The energy sector is chock-full of excellent dividend-paying value stocks -- especially in the upstream part of the industry.

Here's why three Motley Fool contributors believe Occidental Petroleum (NYSE: OXY), Diamondback Energy (NASDAQ: FANG), and Devon Energy (NYSE: DVN) are worth buying now.

An oil and gas rig and associated equipment in a desert landscape.
Image source: Getty Images.

A bold bet in the oil patch

Daniel Foelber (Occidental Petroleum): Share prices of Occidental Petroleum, commonly known as Oxy, popped 4.4% on Wednesday in response to the exploration and production (E&P) company's fourth-quarter and full-year 2024 results. Even with the gain, the stock is still down over 15% in the last year.

^SPX Chart

^SPX data by YCharts.

The rebound may come as a surprise, given Oxy reported a net loss of $297 million in the quarter. But investors may have been expecting much worse given the stock was hovering around a three-year low before the print.

Oxy reported a $334 million asset impairment charge for its oil and gas segment, but cash flow for the overall business was solid, with $1.4 billion in free cash flow before working capital.

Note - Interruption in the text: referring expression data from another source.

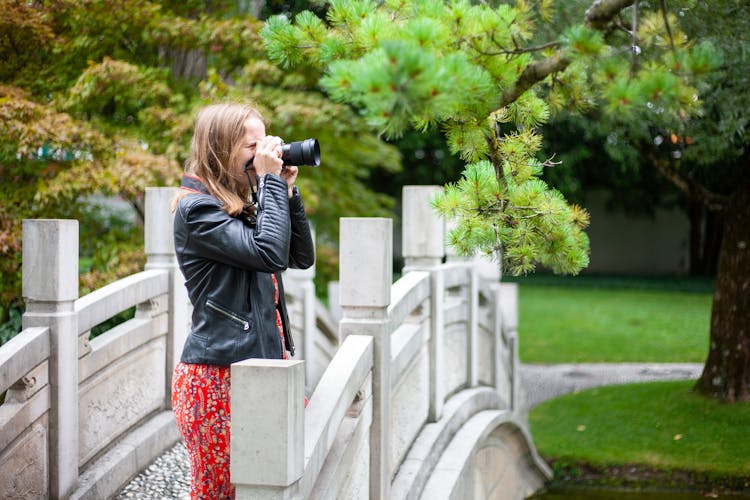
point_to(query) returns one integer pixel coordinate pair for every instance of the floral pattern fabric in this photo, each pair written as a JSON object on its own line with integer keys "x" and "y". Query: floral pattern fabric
{"x": 200, "y": 401}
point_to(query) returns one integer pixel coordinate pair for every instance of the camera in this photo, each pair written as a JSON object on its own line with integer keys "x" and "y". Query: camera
{"x": 301, "y": 153}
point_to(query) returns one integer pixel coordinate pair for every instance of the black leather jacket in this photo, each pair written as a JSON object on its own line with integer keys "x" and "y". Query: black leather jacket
{"x": 227, "y": 263}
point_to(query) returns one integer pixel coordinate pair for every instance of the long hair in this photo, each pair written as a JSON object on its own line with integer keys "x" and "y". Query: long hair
{"x": 214, "y": 149}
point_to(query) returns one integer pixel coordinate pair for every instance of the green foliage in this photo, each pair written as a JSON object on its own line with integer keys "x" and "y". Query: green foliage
{"x": 455, "y": 65}
{"x": 104, "y": 105}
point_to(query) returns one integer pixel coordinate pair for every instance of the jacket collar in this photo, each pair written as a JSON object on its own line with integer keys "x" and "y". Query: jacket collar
{"x": 193, "y": 183}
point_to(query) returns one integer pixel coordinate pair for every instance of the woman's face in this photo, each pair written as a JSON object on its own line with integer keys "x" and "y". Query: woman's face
{"x": 254, "y": 132}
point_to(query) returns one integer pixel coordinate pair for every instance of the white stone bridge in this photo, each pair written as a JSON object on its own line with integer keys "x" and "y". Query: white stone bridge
{"x": 413, "y": 385}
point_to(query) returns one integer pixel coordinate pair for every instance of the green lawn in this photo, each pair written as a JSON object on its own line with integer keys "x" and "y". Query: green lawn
{"x": 663, "y": 425}
{"x": 605, "y": 320}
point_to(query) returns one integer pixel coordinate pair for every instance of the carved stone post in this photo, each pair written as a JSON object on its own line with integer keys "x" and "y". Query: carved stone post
{"x": 365, "y": 276}
{"x": 160, "y": 253}
{"x": 423, "y": 237}
{"x": 268, "y": 428}
{"x": 50, "y": 289}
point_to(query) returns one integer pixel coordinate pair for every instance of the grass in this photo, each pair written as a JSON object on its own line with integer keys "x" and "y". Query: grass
{"x": 590, "y": 320}
{"x": 662, "y": 425}
{"x": 649, "y": 435}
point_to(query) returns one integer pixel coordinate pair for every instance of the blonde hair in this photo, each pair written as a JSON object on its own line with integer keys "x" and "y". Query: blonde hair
{"x": 216, "y": 144}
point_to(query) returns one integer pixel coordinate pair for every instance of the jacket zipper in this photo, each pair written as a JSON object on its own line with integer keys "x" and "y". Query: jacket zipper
{"x": 245, "y": 324}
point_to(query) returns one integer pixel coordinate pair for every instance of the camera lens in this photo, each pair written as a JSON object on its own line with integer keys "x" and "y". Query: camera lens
{"x": 301, "y": 153}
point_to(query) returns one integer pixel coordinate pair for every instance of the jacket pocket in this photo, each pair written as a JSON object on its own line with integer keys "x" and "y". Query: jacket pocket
{"x": 227, "y": 314}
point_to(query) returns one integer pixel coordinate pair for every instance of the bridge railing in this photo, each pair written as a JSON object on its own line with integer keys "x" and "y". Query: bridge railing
{"x": 81, "y": 416}
{"x": 435, "y": 332}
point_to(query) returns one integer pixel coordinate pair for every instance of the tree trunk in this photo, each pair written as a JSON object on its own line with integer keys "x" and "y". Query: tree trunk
{"x": 726, "y": 375}
{"x": 695, "y": 214}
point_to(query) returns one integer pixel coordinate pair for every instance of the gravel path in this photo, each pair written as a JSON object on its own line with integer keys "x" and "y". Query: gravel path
{"x": 169, "y": 476}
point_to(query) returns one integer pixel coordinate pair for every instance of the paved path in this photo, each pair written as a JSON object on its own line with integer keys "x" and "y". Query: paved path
{"x": 169, "y": 476}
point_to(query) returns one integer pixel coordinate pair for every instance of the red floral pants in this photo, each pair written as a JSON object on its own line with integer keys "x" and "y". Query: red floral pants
{"x": 200, "y": 400}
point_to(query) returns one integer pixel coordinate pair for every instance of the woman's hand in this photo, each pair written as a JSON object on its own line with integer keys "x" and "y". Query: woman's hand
{"x": 268, "y": 156}
{"x": 289, "y": 174}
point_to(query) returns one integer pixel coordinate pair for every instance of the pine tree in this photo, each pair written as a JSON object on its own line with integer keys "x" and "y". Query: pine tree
{"x": 478, "y": 73}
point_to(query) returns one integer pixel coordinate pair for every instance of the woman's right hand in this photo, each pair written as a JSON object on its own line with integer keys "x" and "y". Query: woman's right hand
{"x": 268, "y": 156}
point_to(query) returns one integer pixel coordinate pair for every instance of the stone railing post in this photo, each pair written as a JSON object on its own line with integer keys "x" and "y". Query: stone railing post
{"x": 268, "y": 428}
{"x": 304, "y": 280}
{"x": 509, "y": 311}
{"x": 160, "y": 254}
{"x": 50, "y": 289}
{"x": 423, "y": 237}
{"x": 365, "y": 277}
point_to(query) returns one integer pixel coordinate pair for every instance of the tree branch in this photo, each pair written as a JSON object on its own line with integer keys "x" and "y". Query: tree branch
{"x": 598, "y": 16}
{"x": 534, "y": 73}
{"x": 601, "y": 12}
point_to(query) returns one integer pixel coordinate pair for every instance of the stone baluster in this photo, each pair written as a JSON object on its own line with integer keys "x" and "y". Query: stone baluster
{"x": 509, "y": 312}
{"x": 423, "y": 239}
{"x": 303, "y": 279}
{"x": 50, "y": 289}
{"x": 160, "y": 254}
{"x": 365, "y": 278}
{"x": 268, "y": 428}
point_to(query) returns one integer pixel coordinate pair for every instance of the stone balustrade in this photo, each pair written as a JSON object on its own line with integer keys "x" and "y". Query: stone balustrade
{"x": 435, "y": 355}
{"x": 396, "y": 372}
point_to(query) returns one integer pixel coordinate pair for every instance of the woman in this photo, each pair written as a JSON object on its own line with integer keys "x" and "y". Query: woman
{"x": 239, "y": 221}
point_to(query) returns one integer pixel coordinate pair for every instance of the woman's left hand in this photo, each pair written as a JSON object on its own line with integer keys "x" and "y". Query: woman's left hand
{"x": 289, "y": 174}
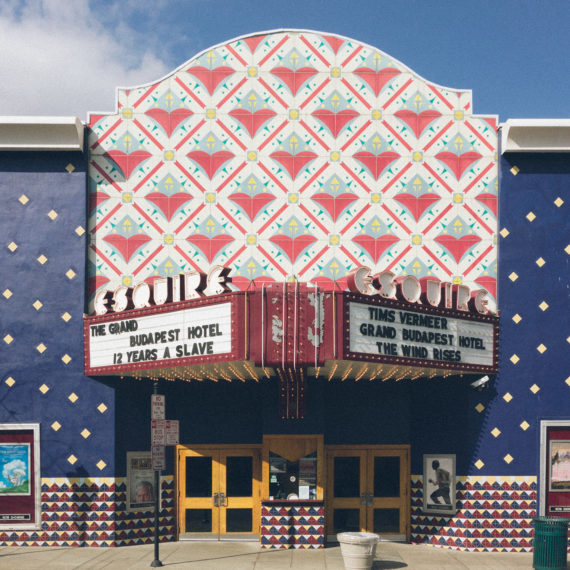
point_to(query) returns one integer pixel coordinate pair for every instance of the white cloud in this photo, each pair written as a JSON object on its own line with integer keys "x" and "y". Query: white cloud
{"x": 58, "y": 59}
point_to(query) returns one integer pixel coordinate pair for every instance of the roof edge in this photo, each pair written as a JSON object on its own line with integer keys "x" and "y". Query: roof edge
{"x": 535, "y": 135}
{"x": 28, "y": 133}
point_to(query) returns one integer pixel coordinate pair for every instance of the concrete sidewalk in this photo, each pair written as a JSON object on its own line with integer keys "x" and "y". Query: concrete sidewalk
{"x": 248, "y": 555}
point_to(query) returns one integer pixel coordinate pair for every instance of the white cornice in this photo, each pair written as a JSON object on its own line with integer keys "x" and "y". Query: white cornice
{"x": 41, "y": 133}
{"x": 535, "y": 135}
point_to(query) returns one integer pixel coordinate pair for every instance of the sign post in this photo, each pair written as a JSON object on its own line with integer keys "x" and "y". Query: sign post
{"x": 162, "y": 433}
{"x": 156, "y": 410}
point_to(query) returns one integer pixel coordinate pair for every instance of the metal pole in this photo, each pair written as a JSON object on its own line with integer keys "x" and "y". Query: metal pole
{"x": 157, "y": 495}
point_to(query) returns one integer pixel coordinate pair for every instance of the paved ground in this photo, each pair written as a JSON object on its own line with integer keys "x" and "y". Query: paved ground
{"x": 248, "y": 555}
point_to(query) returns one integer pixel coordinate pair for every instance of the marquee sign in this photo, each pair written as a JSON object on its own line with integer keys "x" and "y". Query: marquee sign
{"x": 384, "y": 330}
{"x": 406, "y": 322}
{"x": 162, "y": 337}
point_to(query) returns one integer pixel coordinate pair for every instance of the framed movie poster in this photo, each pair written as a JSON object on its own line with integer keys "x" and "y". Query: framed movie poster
{"x": 140, "y": 481}
{"x": 439, "y": 484}
{"x": 20, "y": 479}
{"x": 15, "y": 469}
{"x": 559, "y": 476}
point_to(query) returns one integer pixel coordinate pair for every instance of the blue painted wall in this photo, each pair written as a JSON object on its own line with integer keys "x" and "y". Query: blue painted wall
{"x": 50, "y": 182}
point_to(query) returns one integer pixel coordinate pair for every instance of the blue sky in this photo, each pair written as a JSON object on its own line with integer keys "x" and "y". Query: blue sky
{"x": 66, "y": 57}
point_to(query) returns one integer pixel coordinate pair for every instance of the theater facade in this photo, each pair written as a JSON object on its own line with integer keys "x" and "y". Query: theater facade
{"x": 347, "y": 290}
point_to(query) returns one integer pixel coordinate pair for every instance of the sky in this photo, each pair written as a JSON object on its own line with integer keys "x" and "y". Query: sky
{"x": 67, "y": 57}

Oxy completed its near-term debt repayment target of $4.5 billion and announced a $1.2 billion divestiture for the first quarter of 2025. Oxy's $12 billion acquisition of CrownRock, which was completed on Aug. 1, 2024, boosted the company's oil and gas production portfolio and cash-flow potential, but it also added leverage to the balance sheet.

In its January 2024 investor presentation, Oxy said it expected $1 billion in FCF per year from CrownRock alone, assuming West Texas Intermediate (WTI) crude oil prices of $70 per barrel. It appeared like a conservative estimate at the time, but oil prices have been under pressure and are currently around $72 per barrel at the time of this writing.

Given its leverage, Oxy is a bit vulnerable to lower oil prices. The following chart shows how Oxy became dangerously overleveraged heading into the COVID-19 pandemic, which resulted in its stock price crashing into the single digits. But the company was able to pay down debt as the industry recovered.

OXY Chart

OXY data by YCharts.

However, its leverage and total net long-term debt has, once again, ticked up. It's a manageable level, and Oxy has a plan to pay down that debt rapidly. But it's still worth being aware of the company's exposure to lower oil and gas prices.